Issue with Redis replication while transferring rdb file from master to slave.

manohar ht

unread,

Apr 2, 2014, 6:45:11 AM4/2/14

to redi...@googlegroups.com

Hi,

we are facing issue with redis replication wherein the transfer of rdb file from master to slave after bgsave has been completed slows down to very low speed to ~20KB/sec, even though first 900MB of data transfer is done at 20 MB/sec, while the transfer of rdb slows down, redis takes lot of time to execute simple auth command and we start seeing clients timeouts. We have a dataset of 47GB and both master and slave are running on redis 2.6.5. Master is a production server with approx 1.5k client and with ~20k ops/sec under normal load. Client output buffer limit is disabled.

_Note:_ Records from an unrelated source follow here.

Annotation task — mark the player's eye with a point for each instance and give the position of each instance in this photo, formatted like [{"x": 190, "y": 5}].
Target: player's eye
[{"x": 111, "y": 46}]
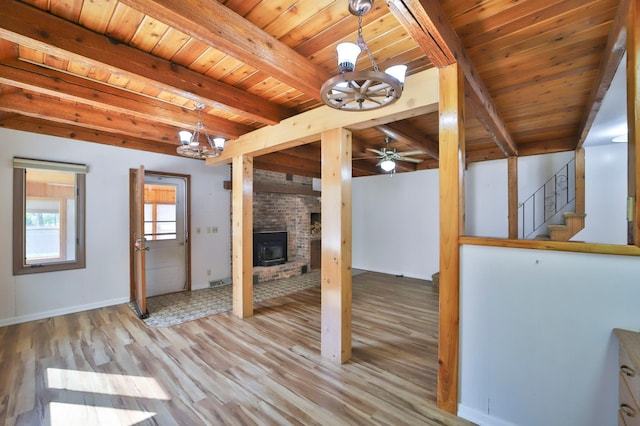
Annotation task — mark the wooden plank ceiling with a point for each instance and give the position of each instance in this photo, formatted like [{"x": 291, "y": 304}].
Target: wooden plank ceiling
[{"x": 129, "y": 73}]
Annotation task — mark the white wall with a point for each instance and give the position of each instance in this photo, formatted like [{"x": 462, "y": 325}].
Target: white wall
[
  {"x": 105, "y": 280},
  {"x": 396, "y": 223},
  {"x": 605, "y": 194},
  {"x": 536, "y": 345},
  {"x": 486, "y": 190}
]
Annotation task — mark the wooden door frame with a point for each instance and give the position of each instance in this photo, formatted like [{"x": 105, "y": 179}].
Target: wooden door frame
[{"x": 187, "y": 219}]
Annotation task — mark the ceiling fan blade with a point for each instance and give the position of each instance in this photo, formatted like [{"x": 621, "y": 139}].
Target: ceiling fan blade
[
  {"x": 410, "y": 153},
  {"x": 377, "y": 151},
  {"x": 410, "y": 160}
]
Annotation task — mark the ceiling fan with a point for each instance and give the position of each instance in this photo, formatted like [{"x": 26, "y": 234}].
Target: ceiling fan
[{"x": 388, "y": 156}]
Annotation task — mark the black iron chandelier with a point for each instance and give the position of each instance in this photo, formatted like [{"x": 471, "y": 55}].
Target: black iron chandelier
[
  {"x": 353, "y": 90},
  {"x": 190, "y": 145}
]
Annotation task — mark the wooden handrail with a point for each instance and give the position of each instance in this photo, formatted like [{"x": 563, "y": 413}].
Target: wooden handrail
[{"x": 577, "y": 247}]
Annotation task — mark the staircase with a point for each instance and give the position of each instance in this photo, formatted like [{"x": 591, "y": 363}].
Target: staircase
[
  {"x": 564, "y": 191},
  {"x": 573, "y": 223}
]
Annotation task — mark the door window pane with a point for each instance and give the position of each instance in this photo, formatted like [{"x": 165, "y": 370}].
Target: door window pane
[{"x": 160, "y": 212}]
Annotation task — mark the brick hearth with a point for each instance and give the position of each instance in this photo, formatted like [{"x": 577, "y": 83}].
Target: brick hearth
[{"x": 273, "y": 211}]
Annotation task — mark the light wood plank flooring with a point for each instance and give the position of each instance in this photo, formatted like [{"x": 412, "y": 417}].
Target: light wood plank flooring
[{"x": 106, "y": 367}]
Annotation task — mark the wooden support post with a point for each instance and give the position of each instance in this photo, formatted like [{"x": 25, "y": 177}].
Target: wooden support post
[
  {"x": 512, "y": 176},
  {"x": 242, "y": 235},
  {"x": 336, "y": 245},
  {"x": 633, "y": 119},
  {"x": 580, "y": 188},
  {"x": 452, "y": 152}
]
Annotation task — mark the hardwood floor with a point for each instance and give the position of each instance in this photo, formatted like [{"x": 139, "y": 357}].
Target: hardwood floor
[{"x": 106, "y": 367}]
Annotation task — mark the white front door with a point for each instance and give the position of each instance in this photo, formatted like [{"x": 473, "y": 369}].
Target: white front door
[{"x": 165, "y": 232}]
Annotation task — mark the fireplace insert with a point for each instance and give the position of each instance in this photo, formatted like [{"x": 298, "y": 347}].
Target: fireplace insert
[{"x": 269, "y": 248}]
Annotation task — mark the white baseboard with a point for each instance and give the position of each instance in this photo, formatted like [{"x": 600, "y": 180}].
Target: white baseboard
[
  {"x": 64, "y": 311},
  {"x": 481, "y": 418}
]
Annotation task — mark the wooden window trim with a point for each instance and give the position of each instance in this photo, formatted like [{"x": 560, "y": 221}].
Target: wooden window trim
[{"x": 19, "y": 268}]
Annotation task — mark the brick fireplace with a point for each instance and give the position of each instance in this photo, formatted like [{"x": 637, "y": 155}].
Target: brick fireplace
[{"x": 287, "y": 203}]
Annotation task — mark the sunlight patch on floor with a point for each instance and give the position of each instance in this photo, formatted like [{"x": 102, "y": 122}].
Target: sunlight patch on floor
[
  {"x": 64, "y": 414},
  {"x": 103, "y": 383}
]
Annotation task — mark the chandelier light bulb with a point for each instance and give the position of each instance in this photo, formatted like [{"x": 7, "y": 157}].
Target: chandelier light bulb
[
  {"x": 185, "y": 137},
  {"x": 347, "y": 56},
  {"x": 388, "y": 165},
  {"x": 219, "y": 143}
]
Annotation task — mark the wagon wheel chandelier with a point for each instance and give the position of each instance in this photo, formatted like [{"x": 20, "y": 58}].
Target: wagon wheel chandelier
[
  {"x": 190, "y": 145},
  {"x": 353, "y": 90}
]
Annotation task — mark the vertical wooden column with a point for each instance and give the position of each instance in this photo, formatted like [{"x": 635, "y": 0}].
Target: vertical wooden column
[
  {"x": 452, "y": 165},
  {"x": 512, "y": 201},
  {"x": 580, "y": 185},
  {"x": 242, "y": 235},
  {"x": 633, "y": 118},
  {"x": 336, "y": 245}
]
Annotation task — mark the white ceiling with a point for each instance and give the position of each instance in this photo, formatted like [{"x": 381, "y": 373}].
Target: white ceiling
[{"x": 611, "y": 120}]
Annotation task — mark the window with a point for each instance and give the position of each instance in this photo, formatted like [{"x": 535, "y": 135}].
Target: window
[
  {"x": 160, "y": 212},
  {"x": 48, "y": 216}
]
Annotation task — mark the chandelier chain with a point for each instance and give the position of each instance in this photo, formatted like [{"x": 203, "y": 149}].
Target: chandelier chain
[{"x": 363, "y": 45}]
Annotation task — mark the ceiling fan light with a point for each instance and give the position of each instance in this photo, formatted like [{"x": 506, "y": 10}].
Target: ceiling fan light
[
  {"x": 388, "y": 165},
  {"x": 398, "y": 72},
  {"x": 185, "y": 137},
  {"x": 347, "y": 56}
]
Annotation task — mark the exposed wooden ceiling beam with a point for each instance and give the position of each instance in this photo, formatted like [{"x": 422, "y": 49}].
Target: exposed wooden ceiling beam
[
  {"x": 430, "y": 28},
  {"x": 37, "y": 125},
  {"x": 237, "y": 37},
  {"x": 75, "y": 114},
  {"x": 68, "y": 87},
  {"x": 66, "y": 40},
  {"x": 306, "y": 127},
  {"x": 613, "y": 53},
  {"x": 409, "y": 135}
]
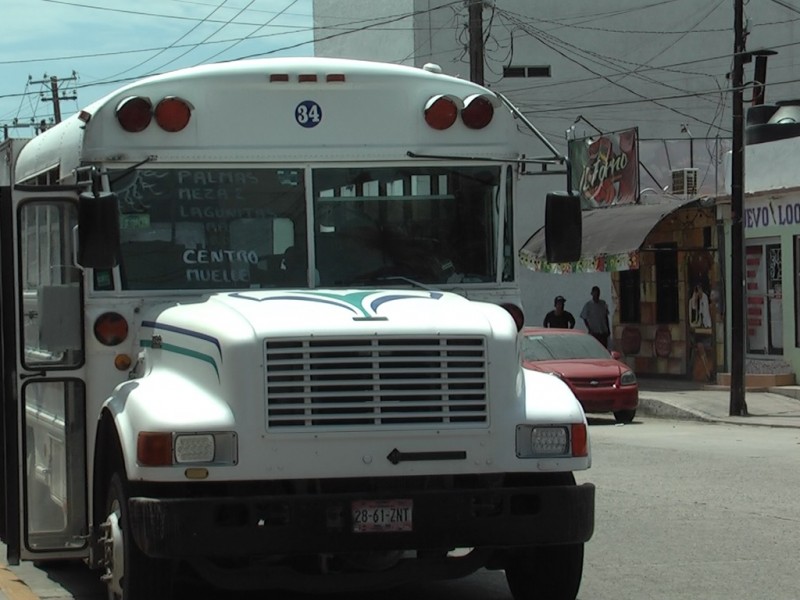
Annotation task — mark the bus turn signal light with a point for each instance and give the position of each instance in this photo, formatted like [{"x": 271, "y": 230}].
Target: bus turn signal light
[
  {"x": 154, "y": 449},
  {"x": 111, "y": 329}
]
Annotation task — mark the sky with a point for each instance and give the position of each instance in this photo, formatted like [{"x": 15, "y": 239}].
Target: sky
[{"x": 91, "y": 47}]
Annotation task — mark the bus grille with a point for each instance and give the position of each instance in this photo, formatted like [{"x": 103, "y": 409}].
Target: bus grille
[{"x": 376, "y": 383}]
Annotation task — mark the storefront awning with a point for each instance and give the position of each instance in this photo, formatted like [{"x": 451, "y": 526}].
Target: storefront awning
[{"x": 612, "y": 238}]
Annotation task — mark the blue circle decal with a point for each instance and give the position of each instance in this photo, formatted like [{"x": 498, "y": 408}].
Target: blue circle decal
[{"x": 308, "y": 113}]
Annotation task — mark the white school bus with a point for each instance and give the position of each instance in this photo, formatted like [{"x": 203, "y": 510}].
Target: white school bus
[{"x": 258, "y": 328}]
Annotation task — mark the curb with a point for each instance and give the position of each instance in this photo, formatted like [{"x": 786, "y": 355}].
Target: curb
[{"x": 656, "y": 408}]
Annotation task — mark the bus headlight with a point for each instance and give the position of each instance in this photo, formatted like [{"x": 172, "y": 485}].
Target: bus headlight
[
  {"x": 163, "y": 449},
  {"x": 194, "y": 448},
  {"x": 540, "y": 441}
]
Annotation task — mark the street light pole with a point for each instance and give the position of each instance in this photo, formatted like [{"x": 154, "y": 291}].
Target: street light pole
[{"x": 738, "y": 406}]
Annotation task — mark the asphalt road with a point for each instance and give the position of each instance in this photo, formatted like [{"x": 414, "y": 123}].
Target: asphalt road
[{"x": 685, "y": 510}]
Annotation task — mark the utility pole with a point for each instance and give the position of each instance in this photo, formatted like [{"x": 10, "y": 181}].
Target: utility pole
[
  {"x": 55, "y": 98},
  {"x": 476, "y": 41},
  {"x": 738, "y": 406}
]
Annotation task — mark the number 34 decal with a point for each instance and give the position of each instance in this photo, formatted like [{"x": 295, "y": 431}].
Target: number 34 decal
[{"x": 308, "y": 113}]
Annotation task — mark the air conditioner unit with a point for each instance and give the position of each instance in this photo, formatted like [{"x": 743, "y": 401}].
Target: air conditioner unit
[{"x": 684, "y": 182}]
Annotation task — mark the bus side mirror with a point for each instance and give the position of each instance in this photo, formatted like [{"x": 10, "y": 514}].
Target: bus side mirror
[
  {"x": 563, "y": 230},
  {"x": 98, "y": 230}
]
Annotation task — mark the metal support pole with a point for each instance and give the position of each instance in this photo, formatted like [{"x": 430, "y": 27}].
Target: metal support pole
[
  {"x": 738, "y": 406},
  {"x": 476, "y": 41}
]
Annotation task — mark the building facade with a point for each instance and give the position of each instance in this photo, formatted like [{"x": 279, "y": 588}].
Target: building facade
[{"x": 578, "y": 71}]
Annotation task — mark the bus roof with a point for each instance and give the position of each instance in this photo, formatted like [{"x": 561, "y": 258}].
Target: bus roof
[{"x": 253, "y": 111}]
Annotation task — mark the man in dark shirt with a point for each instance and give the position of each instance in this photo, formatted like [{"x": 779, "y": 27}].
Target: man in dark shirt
[{"x": 558, "y": 317}]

There is no issue with the network as i see no packet drops and normal file transfer over network can be done at 64MB/sec.

Has anyone come across something similar, or any suggestions ? This is a bit critical.

Thanks,

Manohar.

Josiah Carlson

unread,

Apr 2, 2014, 12:11:21 PM4/2/14

to redi...@googlegroups.com

Have you checked the memory use on your master? Have you checked the outgoing buffer sizes on your master?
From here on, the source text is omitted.